Error handling in your business logic (BL) will bloat the code and make it harder to maintain. Business logic can’t handle database failures. Parameters should have been validated before they were passed to business logic. Business logic should produce a result and the caller should then decide what to do with it (instead of mixing persistence code into your business layer). The BL shouldn’t be aware that the data comes from a database or that the result goes back into a database. What would your unit tests say? See also Akka 2.0 and “parental supervision.”

Obvious programming has a value: You can see what happens. It has a price: Boiler plate code. You can try to hide this but it will still leak. Hibernate is a prefect example for this. Yes, it hides the fact that getChildren() needs to run a query against the database – unless the entity leaks outside of your transaction. It does generate proxies to save you from seeing the query but that can break equals().
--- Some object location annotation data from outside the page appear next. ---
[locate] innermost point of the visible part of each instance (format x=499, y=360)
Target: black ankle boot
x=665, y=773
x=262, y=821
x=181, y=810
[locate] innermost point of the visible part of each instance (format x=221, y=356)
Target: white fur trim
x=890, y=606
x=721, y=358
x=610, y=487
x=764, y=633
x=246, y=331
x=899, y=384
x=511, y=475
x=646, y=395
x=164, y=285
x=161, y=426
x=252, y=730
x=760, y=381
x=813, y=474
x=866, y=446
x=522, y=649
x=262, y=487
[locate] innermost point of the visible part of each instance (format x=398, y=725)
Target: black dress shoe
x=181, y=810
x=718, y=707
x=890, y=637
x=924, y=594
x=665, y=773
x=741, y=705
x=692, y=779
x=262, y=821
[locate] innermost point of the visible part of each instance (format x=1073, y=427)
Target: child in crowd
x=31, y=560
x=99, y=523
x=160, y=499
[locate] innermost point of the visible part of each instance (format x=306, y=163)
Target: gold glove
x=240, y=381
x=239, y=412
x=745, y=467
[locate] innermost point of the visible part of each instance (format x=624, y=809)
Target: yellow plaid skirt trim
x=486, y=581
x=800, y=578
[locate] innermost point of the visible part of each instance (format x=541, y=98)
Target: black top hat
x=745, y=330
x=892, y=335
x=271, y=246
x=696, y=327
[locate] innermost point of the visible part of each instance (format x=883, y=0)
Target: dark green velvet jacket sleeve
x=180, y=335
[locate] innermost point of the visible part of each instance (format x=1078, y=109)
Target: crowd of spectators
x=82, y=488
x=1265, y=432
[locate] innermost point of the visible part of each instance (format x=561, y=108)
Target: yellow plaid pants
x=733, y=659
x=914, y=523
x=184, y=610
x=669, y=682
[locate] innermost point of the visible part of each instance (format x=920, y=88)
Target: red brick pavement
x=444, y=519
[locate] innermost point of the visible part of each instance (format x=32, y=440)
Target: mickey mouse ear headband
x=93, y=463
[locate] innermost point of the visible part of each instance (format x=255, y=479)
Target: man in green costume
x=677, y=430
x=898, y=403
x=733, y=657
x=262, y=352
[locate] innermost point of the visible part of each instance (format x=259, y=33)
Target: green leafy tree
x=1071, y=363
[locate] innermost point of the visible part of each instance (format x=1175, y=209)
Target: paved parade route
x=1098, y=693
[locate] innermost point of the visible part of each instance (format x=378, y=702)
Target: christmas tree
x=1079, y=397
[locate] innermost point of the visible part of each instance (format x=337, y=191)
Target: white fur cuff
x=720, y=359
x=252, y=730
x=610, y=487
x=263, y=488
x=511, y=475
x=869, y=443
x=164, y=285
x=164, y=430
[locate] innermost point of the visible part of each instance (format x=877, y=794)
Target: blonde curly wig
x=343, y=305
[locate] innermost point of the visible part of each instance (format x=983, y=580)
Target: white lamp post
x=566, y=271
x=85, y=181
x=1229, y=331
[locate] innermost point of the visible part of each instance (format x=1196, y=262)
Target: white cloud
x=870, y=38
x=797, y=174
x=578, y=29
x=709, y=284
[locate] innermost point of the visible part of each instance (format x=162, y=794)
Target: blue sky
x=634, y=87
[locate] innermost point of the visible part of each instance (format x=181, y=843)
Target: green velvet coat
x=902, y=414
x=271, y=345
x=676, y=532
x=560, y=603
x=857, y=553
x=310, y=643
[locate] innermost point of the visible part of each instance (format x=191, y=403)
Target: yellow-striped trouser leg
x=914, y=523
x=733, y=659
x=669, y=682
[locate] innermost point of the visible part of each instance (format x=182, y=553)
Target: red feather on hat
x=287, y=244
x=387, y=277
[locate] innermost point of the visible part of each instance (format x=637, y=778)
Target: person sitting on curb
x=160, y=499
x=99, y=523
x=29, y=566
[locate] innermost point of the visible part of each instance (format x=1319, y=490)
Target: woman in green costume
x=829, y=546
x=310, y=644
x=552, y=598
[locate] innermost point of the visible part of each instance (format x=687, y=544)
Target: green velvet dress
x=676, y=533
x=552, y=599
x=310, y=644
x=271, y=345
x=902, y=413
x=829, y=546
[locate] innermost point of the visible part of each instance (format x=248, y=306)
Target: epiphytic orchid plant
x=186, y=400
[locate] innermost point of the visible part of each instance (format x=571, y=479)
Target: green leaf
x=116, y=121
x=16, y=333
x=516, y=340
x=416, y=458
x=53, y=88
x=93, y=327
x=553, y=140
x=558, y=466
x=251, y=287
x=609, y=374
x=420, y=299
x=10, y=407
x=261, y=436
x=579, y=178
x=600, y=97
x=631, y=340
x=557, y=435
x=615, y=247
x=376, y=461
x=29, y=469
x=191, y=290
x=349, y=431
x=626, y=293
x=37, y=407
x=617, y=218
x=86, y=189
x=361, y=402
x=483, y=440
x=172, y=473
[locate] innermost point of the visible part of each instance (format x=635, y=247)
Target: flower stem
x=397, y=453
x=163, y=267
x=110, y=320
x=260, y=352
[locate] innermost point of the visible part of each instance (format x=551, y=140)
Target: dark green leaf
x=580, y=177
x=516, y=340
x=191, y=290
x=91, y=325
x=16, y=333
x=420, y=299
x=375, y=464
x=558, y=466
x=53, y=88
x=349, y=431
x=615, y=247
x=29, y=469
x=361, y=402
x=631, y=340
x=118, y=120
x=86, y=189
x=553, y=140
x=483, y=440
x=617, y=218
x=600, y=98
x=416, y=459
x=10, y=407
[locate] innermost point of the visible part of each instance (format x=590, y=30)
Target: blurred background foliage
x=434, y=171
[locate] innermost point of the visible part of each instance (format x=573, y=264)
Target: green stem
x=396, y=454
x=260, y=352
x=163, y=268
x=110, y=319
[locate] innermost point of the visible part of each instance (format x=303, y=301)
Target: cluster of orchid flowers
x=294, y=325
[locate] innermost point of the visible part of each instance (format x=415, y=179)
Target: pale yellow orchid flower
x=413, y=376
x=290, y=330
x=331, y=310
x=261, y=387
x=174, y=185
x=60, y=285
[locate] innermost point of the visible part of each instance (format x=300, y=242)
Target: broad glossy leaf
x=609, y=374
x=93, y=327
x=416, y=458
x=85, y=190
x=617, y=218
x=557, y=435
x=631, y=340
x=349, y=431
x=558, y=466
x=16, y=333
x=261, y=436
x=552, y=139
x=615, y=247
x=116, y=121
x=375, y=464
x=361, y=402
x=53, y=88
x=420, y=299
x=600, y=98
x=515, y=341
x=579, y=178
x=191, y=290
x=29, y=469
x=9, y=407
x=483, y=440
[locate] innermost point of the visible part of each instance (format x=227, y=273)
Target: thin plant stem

Same applies to RMI. When RMI decides that you can’t handle the message, then you won’t even see it. In many cases, a slightly “unusual” message (like one with additional fields) wouldn’t hurt.

As soon as you add RMI or clustering, you add an invisible network in your method calls. Make sure you have the correct timeouts (so your callers don’t block forever) and that you handle them correctly. New error sources that are caused adding the network:

  1. Failure to serialize the message
  2. Host unreachable
  3. Packet drops
  4. Network lag
  5. Destination doesn’t accept message because of configuration error
  6. Message is sent to the wrong destination
  7. Destination can’t read message
Claim checks allow to resend a message again after a timeout without having it processed twice by the consumer.

CALM and BASE refer to the fact that you can only have two of the tree CAP characteristics: Consistency, Availability and Partition Tolerance. Since Partition Tolerance (necessary for scaling) and Availability (what’s the point of having a consistent but dead database?) are most important, you have to sacrifice consistency. CALM and BASE show ways to eventually reach consistency, even without manual intervention. For all data related to money, you will want consistency as well but think about it: How many accounts are there in your database? And how many comments? Is ACID really necessary for each comment?

Solution: Put your important data (when money is involved) into an old school relational database. Single instance. Feed that database with queues, so it doesn’t hurt (much) when it goes down once in a while. Put comments, recommendations, shopping carts into a NoSQL database. So what if a shopping cart isn’t synchronized over all your partitions? Just make sure that users stay on one shard and they will only notice when the shard dies and you can’t restore the shopping cart quickly enough from the event stream.

Which event stream? The one which your CQRS design created. More on that in another post. You might also want to look at Akka 2.0 which comes with a new EventBus.